If they break up then surely she does what anyone else does in a break up. Either move back into parents guest room or find somewhere else to live.

NC001 · 15/09/2024 22:03

she’s moved out - end of discussion. Your house your rules. FWIW I’m one of several daughters and our mum, for various reasons, tip toed around sister 2 . I can tell you now, sister 2 continues to be a pita about stuff despite being late fourties’ as she has become so used to her wants and needs being put before everyone else’s.

ImustLearn2Cook · 15/09/2024 22:03

@Derbyderby FWIW I really don’t think that you should rush your dd into living full time with her boyfriend.

Sepoctnov · 15/09/2024 22:04

Derbyderby · 15/09/2024 21:24

Thank you everyone.

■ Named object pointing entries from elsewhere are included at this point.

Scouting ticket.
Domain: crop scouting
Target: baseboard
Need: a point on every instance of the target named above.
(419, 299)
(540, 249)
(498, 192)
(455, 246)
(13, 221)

Going to remove the post now x

Why would you do that?

You're getting good advice here but I suspect it's not what you want to hear. Try shifting your perspective a bit. You have 3 DDs, they should be treated equally - even if one of them has had such a hard time.

RiderOfTheBlue · 15/09/2024 22:04

Cheepcheepcheep · 15/09/2024 21:15

Middle DC has the big room. Eldest DC gets the middle room. Younger DC has her current box room until Middle DC moves out?

Terrible idea. This way none of the children get what they want. Eldest loses her bedroom. Middle gets moved from the room she (apparently) has shown no desire to move from. And the youngest is still in the boxroom. Three unhappy kids.

EveryOtherNameTaken · 15/09/2024 22:05

Magenta65 · 15/09/2024 21:03

I’ll be honest…they need to stop staying over, and if she needs to stay over whilst BF is as work then she stays in the box room. They’ve decided to
move out and start a home together so you need to make the break now. I’d explain she can have the box room if she needs to stay over however no more bf sleeping over (assuming you can’t fit a double bed) and that the expectation is they go home after visiting. You can’t keep a big room empty just in case

Totally agree with this.

She's moved out. She shouldn't just be able to to and fro as it suits her.

Time for the youngest to get a bigger room and your eldest to have the box room.